Le 16 octobre 2021

La Société d’Etudes Scientifiques de l’Aude vous invite, samedi 16 octobre 2021, à assister à deux nouvelles conférences inédites à l’Odeum, 64 Rue Antoine Marty Carcassonne

Entrée libre

Présentation du Passe sanitaire et port du masque obligatoires

  • 14 h 30 : Julien Foltran, archéologue (Scop Hadès), vice-président de la SESA. Le palais vieux des archevêques de Narbonne : recherches archéologiques en cours. La nouvelle découverte d’un second plafond peint médiéval.
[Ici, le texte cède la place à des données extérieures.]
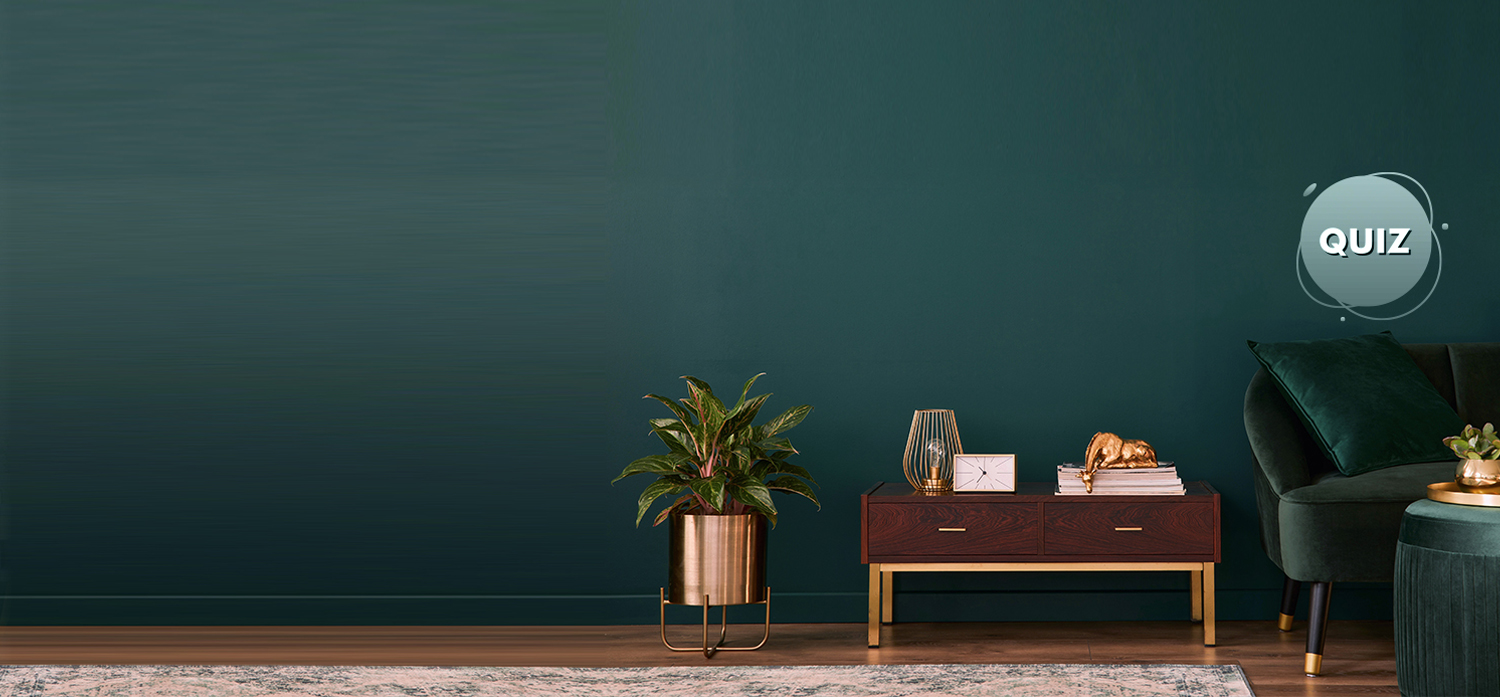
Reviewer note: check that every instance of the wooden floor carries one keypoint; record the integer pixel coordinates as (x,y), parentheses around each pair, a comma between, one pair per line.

Précédant la restructuration et la rénovation du palais des archevêques de Narbonne, une étude archéologique du bâti a été confiée à la société Hadès. L’objectif est d’améliorer la connaissance du palais en déterminant ses périodes de construction et l’évolution de ses fonctions au fil du temps. L’étude, toujours en cours, devrait s’achever au printemps 2022. Elle s’est d’abord concentrée sur le palais vieux, au sud de l’ensemble archiépiscopal, et a déjà permis de déterminer les grandes étapes de la construction et de découvrir un plafond peint inédit, probablement daté du milieu du XIVe siècle, qui vous sera présenté lors de cette conférence avec la projection d’une courte vidéo.

  • 15 h 30 : Christian Raynaud, historien médiéviste. La grange cistercienne de Parahou et la bastide royale de Saint-Louis (XIIe -XVIe siècles).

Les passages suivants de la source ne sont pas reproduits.